Verlieren die Demokraten im Repräsentantenhaus die Mehrheit, bleiben aber im Senat die Nr. 1, wird das Regieren für Biden schwerer – aber nicht unmöglich. Gehen beide Kammern an die „Grand Old Party“, werden die verbleibenden zwei Jahre seiner Präsidentschaft vor allem auf dem Feld der Innenpolitik zur Qual. Die Konservativen würden sich als Abrissbirne betätigen und jede demokratische Initiative kaputtstimmen. Sie werden notfalls den Hebel des „government shutdown“ (Staatspleite) benutzen.

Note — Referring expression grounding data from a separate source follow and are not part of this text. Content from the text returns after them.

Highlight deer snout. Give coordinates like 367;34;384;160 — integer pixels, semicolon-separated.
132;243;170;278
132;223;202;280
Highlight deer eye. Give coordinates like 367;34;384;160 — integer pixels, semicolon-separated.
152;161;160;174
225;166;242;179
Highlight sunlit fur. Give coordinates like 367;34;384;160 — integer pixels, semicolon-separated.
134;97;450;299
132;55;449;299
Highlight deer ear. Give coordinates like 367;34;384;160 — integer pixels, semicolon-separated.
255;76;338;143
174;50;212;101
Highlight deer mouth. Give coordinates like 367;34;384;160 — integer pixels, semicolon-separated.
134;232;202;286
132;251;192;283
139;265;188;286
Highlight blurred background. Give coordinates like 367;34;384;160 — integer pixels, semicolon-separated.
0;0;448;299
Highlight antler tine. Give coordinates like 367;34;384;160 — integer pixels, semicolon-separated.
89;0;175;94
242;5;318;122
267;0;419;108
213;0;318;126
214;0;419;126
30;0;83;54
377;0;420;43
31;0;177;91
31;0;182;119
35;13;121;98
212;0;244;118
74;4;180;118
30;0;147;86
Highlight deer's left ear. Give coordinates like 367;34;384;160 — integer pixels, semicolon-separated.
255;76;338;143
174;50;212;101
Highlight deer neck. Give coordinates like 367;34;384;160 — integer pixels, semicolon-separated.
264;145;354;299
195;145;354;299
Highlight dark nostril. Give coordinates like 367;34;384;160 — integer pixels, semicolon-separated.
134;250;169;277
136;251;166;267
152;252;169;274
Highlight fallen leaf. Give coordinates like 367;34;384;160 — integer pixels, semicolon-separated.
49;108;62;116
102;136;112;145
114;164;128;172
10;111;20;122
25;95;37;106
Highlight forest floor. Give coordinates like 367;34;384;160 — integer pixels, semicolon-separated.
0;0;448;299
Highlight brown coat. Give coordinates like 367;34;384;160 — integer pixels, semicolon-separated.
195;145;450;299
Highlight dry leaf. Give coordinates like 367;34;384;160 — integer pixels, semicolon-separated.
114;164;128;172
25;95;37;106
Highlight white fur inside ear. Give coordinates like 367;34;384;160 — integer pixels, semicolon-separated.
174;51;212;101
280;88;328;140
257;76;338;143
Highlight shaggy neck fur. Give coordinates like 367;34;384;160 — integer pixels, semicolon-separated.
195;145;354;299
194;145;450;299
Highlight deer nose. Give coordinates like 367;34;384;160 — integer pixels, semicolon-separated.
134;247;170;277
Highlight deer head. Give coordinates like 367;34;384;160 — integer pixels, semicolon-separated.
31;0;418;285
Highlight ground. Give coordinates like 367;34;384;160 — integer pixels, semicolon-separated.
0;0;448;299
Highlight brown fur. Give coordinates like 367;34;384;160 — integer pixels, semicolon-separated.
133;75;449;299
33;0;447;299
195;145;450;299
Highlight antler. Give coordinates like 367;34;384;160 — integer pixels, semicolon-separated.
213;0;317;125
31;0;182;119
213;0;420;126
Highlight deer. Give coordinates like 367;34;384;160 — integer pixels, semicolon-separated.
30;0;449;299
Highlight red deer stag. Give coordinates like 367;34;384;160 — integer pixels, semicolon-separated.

Biden könnte draußen in der Welt noch ein paar Akzente setzen. Zuhause wäre er die berüchtigte „lahme Ente“ (lame duck).
Unpopulär
Seine ohnehin schmale Popularität (knapp 40 % Zustimmung) würde weiter sinken. Schon heute sind 56 % der Amerikaner unzufrieden damit, wie er seinen Job macht – trotz rekordverdächtig niedriger Arbeitslosenquote, gewaltiger Investitionen in Klimaschutz und in die marode Infrastruktur und satter Unternehmensgewinne. 80 Prozent sehen ihr Land generell auf dem falschen Weg – wegen der hohen Inflation, der Flüchtlingskrise an der Grenze zu Mexiko und einer bedenklich hohen Kriminalitätsrate.
Generationenwechsel
Bei einer krachenden Niederlage am Dienstag wird der parteiinterne Ruf an die Adresse Bidens lauter, endlich abzutreten und einen Generationenwechsel einzuleiten. Namen wie die des kalifornischen Gouverneurs Gavin Newsom oder der Gouverneurin von Michigan, Gretchen Whitmer, kämen ins Spiel für 2024. Auch der junge Transport-Minister Pete Buttigieg, die links-progressive Abgeordnete Alexandria Ocasio-Cortez, die Senatorinnen Elizabeth Warren und Amy Klobuchar sowie die Gouverneure J. B. Pritzker (Illinois) und Phil Murphy (New Jersey), der bis 2013 US-Botschafter in Berlin war, wären als potenzielle Kandidaten/-innen für die nächste Präsidentschaftswahl in der Losung.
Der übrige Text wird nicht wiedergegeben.